HER2-targeted therapies, including antibody-drug conjugates, have expanded the patient population benefiting from such treatments. Accurate HER2 scoring is critical, yet variability exists between pathologists. AI models offer a quantitative alternative, but their performance variability remains understudied.


Methods

  • Samples: WSIs (H&E and HER2 IHC) from 1,124 breast cancer patients (2021 cohort, ZAS Hospital, Belgium). 
    • HER2 scores were evaluated by three pathologists.
  • Models: 10 AI models from 9 developers were analyzed. Models varied in inputs and outputs (e.g., predicted ASCO/CAP scores, H-scores).
  • Analysis: Agreement was assessed without a defined reference standard using metrics such as Overall Percent Agreement (OPA) and Cohen’s kappa.

Results

  • Patient Cohort:

    • Median age: 65.
    • 94.3% with de novo diagnoses; 98.6% female.
    • Histology: 78.2% ductal, 15.3% lobular.
    • HER2 status: 51.6% HER2-negative, 48.4% HER2-low or positive.
  • Agreement Across Models:

    • Higher agreement for HER2 3+ (strongly positive) and 0 (negative) categories.
    • Greater variability for intermediate categories (1+ and 2+).
    • Agreement measures:
      • Categorical (0, 1+, 2+, 3+): Median OPA = 65.1%; Cohen’s kappa = 0.51.
      • Binary (e.g., 3+ vs. others): OPA = 97.3%; Cohen’s kappa = 0.86.
  • Figures:

    • Figure 1: Heatmap of HER2 scores by 7 models, showing clustering of samples with high or low HER2 scores.
    • Figure 2: Confusion matrix highlighting most disagreements between 1+ and 2+ scores.
    • Figure 3: Violin plots displaying pairwise agreement measures across models (OPA and kappa).

Conclusions

  • HER2 3+ cases showed the least variability and highest agreement.
  • Intermediate scores (1+, 2+) had significant inter-model variability.
  • Trends in AI model agreement mirror those seen among pathologists.

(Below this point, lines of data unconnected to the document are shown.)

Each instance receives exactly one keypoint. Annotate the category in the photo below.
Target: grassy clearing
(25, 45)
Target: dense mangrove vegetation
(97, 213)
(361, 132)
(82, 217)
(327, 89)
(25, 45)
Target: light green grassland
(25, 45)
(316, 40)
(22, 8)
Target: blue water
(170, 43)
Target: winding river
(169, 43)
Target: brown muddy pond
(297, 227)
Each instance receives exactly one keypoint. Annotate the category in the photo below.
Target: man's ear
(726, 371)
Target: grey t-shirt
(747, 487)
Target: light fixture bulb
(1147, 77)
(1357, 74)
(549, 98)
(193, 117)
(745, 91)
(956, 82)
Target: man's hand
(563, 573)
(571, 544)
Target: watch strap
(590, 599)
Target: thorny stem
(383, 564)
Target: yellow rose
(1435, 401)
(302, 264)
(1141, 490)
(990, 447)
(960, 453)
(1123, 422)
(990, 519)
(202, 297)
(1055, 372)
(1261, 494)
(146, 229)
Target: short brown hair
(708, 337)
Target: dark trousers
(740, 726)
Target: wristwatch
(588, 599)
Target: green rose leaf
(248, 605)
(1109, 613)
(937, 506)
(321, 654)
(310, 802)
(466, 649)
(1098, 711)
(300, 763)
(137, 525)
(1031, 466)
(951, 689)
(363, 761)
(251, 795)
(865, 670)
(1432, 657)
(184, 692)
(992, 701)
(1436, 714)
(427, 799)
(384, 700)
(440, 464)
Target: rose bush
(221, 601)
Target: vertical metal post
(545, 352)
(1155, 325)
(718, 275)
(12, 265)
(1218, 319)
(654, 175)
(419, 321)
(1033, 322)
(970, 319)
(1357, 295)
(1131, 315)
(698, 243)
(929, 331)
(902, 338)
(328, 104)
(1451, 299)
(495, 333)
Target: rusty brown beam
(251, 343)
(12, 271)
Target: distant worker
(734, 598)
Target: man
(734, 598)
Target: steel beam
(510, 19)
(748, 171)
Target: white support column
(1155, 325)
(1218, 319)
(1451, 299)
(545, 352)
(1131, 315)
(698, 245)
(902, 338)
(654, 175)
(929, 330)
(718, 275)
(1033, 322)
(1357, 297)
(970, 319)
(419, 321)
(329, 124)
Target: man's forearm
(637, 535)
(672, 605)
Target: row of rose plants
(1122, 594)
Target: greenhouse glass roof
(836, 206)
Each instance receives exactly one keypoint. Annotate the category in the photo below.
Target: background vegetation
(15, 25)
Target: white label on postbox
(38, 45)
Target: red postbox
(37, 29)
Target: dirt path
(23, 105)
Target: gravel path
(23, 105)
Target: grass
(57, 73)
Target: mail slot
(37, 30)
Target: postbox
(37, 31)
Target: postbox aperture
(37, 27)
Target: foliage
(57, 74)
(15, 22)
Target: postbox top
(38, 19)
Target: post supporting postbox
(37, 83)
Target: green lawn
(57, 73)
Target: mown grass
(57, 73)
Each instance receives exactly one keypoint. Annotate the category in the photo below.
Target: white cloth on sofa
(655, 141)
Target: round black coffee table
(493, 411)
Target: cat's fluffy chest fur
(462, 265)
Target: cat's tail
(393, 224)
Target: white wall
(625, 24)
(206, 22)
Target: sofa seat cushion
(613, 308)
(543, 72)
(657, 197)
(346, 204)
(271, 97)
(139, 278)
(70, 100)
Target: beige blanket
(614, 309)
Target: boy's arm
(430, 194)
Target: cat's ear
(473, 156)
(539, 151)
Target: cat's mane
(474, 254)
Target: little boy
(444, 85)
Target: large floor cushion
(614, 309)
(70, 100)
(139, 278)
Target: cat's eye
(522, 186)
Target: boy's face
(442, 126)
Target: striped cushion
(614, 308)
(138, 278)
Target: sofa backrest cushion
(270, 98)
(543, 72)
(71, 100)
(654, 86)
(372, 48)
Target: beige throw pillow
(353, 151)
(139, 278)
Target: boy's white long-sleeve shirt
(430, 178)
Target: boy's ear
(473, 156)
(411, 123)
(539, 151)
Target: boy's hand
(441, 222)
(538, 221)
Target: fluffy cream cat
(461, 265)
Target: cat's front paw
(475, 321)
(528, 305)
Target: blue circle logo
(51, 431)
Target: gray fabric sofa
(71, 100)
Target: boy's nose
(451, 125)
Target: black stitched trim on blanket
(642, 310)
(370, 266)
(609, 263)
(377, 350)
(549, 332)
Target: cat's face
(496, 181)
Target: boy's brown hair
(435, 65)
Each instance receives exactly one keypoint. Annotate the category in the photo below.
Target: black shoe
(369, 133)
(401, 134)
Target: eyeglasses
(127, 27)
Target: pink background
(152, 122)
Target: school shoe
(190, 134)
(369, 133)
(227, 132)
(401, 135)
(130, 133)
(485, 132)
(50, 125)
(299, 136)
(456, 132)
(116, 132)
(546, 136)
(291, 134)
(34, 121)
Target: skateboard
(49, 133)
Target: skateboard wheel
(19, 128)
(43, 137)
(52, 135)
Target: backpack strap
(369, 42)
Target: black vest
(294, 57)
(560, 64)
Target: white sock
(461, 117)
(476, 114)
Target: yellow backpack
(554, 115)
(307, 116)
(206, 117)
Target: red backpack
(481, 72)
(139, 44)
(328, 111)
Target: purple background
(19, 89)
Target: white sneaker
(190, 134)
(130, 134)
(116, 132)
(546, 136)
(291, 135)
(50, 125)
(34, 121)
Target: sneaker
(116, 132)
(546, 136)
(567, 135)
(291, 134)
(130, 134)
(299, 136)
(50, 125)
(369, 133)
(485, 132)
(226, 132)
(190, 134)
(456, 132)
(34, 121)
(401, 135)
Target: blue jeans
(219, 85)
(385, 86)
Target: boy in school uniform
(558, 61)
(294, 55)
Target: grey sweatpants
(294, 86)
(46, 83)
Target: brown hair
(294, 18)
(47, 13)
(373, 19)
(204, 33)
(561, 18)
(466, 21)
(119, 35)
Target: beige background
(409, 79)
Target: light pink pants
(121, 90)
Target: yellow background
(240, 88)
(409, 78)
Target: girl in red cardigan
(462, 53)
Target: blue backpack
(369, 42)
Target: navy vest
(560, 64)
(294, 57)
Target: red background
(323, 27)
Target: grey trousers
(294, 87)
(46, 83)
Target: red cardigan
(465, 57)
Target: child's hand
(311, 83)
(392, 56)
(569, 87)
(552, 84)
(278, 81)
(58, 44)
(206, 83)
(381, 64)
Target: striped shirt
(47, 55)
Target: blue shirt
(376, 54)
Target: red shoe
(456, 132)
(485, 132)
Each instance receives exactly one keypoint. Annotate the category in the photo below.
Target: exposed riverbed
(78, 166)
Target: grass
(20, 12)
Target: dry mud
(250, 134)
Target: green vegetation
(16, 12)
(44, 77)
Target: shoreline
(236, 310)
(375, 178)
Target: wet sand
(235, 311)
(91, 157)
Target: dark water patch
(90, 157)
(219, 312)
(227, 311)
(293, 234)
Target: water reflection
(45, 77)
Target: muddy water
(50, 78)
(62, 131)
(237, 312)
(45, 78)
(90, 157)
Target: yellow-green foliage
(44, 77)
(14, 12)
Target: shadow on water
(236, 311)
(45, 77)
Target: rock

This study provides insight into variability across AI models and supports developing best practices for AI-driven biomarker assessments.


Next Steps

  • Deeper analyses on patient, specimen, and model characteristics.
  • Comparison of AI model outputs with pathologist readings.
  • Public meeting (February 4) to discuss findings, policy implications, and recommendations for reference sets.

This study reinforces the potential of AI models in clinical biomarker assessment while highlighting areas requiring standardization to ensure reproducibility and reliability. For details on data visualization, review Figures 1–3, which depict scoring trends and inter-model agreement.